Delta Independent Science Board (DISB) member Judy Meyer not only studies water systems for a living, she surrounds herself with it. Where she calls home is an island in the Pacific Northwest.
The nationally recognized expert on aquatic ecology and rivers sports a 27-page curriculum vitae that lists more than 10 pages of published works. When she’s not publishing, she’s teaching and advising. The 2003 Professor Emeritus from the University of Georgia’s Odum School of Ecology supports numerous advisory boards and national committees from all corners of the country.
Meyer’s interests in water range from river-floodplain exchanges to aquatic ecosystem restoration, but she’s most excited about the opportunity to help implement an adaptive management plan in the Delta.
Q. What is your interest in water policy?
As an aquatic ecologist, I know that conditions in many aquatic ecosystems are declining and that human activities have played a role in the decline. My interest in policy stems from my conviction that society has the opportunity to improve conditions in aquatic ecosystems through wise policy decisions, and that science is needed to help guide those decisions so that both human and ecosystem needs are taken into account. While on the faculty at University of Georgia, I helped establish the River Basin Center, which we founded to stimulate scientific research and its application to pressing issues in water policy through a trans- disciplinary collaboration among a diverse group of scientists and water policy experts. I find this kind of collaborative approach exciting and think that answering important policy questions provides opportunities for research that advance scientific understanding while also informing water management decisions.
Q. Explain your desire/willingness to sit on the Delta Independent Science Board.

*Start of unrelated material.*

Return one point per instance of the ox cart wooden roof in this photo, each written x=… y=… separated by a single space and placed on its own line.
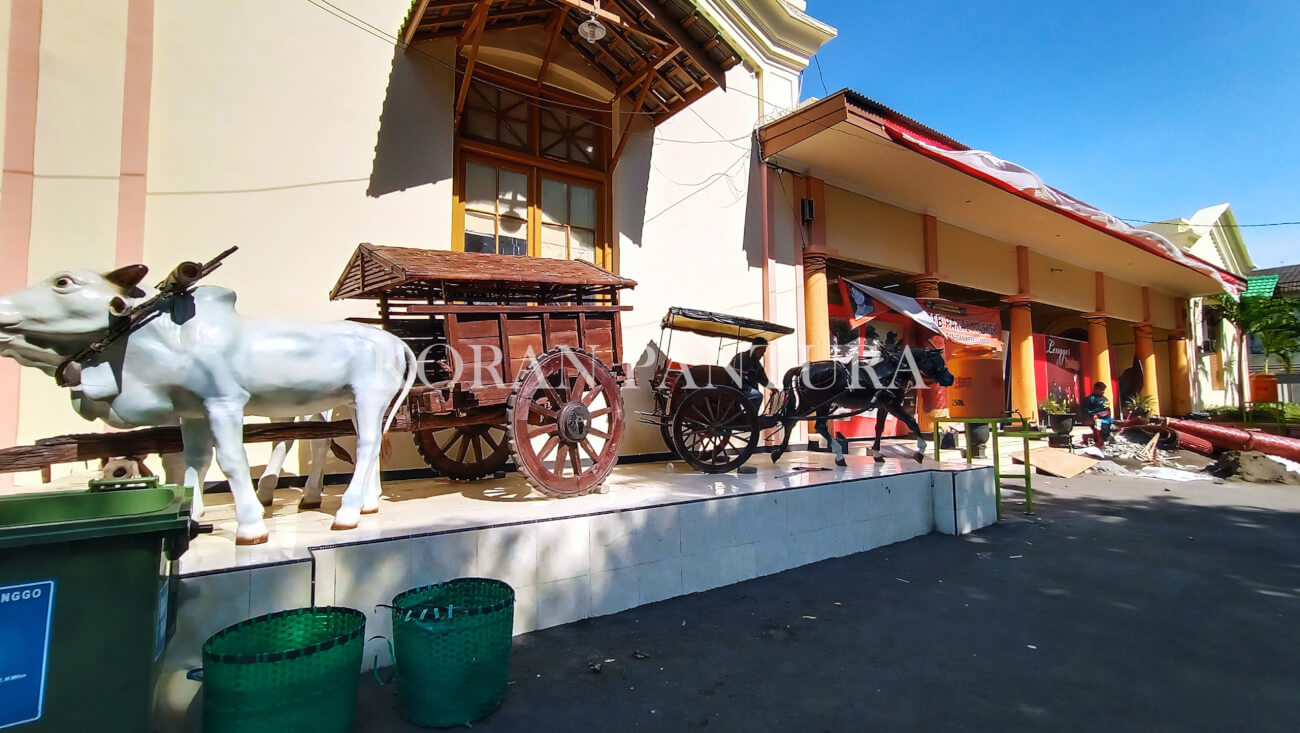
x=376 y=272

Activities that are at the intersection of science and policy are both intellectually stimulating for me and of great consequence. The development and implementation of the Delta Plan is at that intersection, and provides an opportunity to apply science to decisions with broad implications. Because I am retired and no longer have the many obligations of a faculty member, I am able to devote time to activities like the DISB that I find both interesting and important. Implementation of adaptive management in the Delta Plan offers an exciting opportunity to provide scientific advice that will be essential for its success. Science is critical to effective adaptive management, which is currently being attempted in ecosystems throughout the nation. We still have much to learn about how to do this most effectively. What is being done in the Delta will be watched by practitioners around the country.
Q. What kind of unique perspective/expertise do you bring to the development of a Delta Plan?
I have taken an ecosystem approach throughout my career, which began with studies of nutrient-limited growth of marine phytoplankton, certainly a topic of interest in the Delta. Much of my research has been on water quality and nutrient cycling in rivers and streams with a focus on nitrogen and phosphorus. I directed a long-term ecological research project in the Southern Appalachians in conjunction with the U.S. Forest Service. This multidisciplinary project explored the intersection of forestry practices, atmospheric deposition, land use change, and their impacts on terrestrial and aquatic ecosystems.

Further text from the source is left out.